Forex: the Gold Standard

This theory holds the Gold Standard was due to a concept forwarded by David Hume that believed inflation is the cause of monetary increases. With inflation, Hume said, money (in terms of its quantity and not quality) accumulates. For this reason inflation or deflation causes business confidence to fail, leading to the weakening of trade and investments. The central purpose of establishing a gold standard is to gain business confidence by removing the uncertainty of inflation and deflation and of friction amongst currencies. The gold standard would ideally expand the market, establish a more solidity of credit and confidence.

In a full gold standard situation, the country for example has gold stock reserve that is equivalent to all its circulating money. However, such a country is a rarity.

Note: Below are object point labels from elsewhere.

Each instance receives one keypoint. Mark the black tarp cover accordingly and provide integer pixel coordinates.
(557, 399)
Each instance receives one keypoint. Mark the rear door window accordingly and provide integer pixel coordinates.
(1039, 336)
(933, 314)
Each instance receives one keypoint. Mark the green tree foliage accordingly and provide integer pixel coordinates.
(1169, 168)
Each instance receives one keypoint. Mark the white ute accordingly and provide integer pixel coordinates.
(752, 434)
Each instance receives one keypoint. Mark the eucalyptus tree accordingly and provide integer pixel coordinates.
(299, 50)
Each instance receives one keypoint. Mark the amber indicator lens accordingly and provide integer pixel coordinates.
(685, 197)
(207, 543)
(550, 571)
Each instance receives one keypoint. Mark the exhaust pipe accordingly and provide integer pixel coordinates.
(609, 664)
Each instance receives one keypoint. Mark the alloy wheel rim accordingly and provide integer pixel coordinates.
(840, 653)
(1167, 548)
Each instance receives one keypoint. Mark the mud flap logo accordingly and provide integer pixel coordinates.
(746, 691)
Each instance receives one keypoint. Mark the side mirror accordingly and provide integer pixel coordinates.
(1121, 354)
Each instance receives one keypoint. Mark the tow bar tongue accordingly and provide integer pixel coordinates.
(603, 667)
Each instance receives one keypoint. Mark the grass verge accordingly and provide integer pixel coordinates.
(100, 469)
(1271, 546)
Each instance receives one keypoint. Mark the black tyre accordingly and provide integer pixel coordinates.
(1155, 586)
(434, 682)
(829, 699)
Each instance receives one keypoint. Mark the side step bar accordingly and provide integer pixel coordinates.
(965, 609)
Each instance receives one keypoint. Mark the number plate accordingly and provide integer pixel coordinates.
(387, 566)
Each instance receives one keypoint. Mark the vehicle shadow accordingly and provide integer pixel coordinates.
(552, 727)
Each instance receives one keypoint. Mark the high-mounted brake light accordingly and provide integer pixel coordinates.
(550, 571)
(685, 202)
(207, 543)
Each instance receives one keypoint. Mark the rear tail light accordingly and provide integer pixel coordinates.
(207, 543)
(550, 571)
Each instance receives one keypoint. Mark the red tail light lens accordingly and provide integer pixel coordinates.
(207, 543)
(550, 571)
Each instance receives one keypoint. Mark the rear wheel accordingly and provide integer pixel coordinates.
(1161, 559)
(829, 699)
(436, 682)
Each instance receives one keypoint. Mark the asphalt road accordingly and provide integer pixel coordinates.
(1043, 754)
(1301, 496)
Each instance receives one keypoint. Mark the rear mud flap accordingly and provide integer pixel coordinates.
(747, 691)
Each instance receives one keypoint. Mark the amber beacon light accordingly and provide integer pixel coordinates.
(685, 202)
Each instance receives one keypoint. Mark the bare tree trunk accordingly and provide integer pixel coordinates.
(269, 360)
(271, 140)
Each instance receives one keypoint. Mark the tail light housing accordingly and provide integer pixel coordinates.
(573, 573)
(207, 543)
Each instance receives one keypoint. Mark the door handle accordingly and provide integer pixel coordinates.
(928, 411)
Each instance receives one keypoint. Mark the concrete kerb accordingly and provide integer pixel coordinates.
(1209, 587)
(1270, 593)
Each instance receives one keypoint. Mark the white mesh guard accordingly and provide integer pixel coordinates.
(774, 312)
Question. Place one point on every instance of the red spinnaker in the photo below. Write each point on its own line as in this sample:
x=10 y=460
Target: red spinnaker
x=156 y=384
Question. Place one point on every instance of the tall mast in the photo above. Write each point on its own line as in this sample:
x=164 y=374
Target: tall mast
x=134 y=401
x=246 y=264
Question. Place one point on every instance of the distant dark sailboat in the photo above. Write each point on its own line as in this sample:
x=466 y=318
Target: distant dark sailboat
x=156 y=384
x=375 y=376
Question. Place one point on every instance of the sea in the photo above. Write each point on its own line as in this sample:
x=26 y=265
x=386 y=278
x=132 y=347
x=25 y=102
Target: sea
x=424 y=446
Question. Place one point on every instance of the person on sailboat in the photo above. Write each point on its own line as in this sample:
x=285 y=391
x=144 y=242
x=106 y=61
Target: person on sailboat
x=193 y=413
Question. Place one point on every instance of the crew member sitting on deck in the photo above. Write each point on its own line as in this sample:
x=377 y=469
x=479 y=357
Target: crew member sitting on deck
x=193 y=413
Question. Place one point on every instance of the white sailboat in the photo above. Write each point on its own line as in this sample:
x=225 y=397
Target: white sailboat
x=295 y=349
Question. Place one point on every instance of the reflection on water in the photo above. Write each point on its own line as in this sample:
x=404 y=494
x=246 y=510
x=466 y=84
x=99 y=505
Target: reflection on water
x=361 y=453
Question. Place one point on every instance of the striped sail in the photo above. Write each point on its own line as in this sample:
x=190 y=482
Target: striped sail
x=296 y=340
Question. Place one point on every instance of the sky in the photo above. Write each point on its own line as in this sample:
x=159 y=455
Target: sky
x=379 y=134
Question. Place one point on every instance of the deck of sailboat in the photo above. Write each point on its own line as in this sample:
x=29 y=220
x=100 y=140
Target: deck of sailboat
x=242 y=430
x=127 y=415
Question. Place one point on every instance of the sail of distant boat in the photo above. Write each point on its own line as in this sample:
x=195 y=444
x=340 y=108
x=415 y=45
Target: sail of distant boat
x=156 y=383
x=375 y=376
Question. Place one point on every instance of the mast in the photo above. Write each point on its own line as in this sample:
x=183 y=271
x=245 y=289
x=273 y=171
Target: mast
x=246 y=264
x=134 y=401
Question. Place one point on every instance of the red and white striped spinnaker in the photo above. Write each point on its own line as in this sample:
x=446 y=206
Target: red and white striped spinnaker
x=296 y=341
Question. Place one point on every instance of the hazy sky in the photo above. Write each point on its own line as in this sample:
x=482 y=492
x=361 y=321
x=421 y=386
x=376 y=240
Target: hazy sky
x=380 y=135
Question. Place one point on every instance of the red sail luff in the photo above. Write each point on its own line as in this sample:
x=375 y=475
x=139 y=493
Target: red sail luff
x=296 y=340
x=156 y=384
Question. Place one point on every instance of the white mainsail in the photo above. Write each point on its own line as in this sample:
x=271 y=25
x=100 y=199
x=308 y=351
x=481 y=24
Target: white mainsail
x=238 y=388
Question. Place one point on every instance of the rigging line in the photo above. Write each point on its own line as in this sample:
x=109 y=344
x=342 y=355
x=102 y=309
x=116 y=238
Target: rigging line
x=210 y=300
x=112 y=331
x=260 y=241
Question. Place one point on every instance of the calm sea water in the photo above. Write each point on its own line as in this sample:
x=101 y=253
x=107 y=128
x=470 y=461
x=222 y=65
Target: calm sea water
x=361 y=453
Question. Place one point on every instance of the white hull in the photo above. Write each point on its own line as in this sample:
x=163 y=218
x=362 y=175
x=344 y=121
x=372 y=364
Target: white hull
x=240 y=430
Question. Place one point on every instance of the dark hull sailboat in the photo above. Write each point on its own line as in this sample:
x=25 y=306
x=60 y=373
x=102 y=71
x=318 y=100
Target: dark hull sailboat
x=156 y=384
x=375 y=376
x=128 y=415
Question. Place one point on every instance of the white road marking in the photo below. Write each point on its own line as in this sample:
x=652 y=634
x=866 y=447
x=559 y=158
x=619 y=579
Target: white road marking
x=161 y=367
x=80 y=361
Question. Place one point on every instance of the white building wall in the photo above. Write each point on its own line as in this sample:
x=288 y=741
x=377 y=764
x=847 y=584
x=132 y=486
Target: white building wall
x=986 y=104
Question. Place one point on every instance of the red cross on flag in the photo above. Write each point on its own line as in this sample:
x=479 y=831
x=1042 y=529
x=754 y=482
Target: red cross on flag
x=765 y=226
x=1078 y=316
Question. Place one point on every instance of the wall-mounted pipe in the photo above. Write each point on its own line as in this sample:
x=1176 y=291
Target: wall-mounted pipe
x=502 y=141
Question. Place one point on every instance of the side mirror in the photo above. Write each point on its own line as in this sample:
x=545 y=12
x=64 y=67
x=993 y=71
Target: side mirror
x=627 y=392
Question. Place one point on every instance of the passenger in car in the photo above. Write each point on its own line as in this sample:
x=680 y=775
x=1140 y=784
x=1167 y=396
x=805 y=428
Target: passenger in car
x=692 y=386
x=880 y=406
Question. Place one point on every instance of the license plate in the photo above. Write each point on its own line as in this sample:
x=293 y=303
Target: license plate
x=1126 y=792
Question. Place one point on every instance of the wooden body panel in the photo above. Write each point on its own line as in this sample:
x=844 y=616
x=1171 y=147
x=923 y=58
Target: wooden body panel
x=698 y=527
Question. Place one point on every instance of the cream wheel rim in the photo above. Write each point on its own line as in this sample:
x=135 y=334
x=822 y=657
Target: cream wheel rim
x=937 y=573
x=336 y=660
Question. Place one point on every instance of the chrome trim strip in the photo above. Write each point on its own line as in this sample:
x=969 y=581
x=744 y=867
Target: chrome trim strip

In terms of international relations, the United States maintained a fixed exchange rate in their relation with other countries by establishing the gold standard. This put a staple on their exchange of goods and capital with other countries. However, the gold standard limited the US to expand their economy. It limited the growth of their money and credit potentiality, thus restraining inflationary pressures. In a gold standard, gold rises in terms of its value, while money and everything else drops down. This is the inevitable consequence when you place money and gold in the same weighing scale.

Moreover, the theory that was supposed to apply to the Gold Standard did not take hold for long. For the United States, yes, it did provide economic stability. But soon, gold could no longer function to be the one exception from the eternal truth of economic supply and demand. Its value had to fluctuate too, plunging the country into deep depression. For that, the US placed gold only in a subordinate role in its monetary policy. And then in a historical move, Congress approved what President Roosevelt wanted: transfer gold to the government as a reserve. This bill prohibited gold coinages to be circulated ever. Roosevelt then fixed the price of gold as a reserve at $35. Approximately $3 billion paper profit was gained by the government by making gold a national reserve. Gold reserves today are mainly used by countries as a means to defend their currency against devaluation. The United States Dollar when weakening is offset in the same way when there is strengthening of the gold prices. Central banks use gold reserve as a principal financial asset with government bonds and foreign currencies.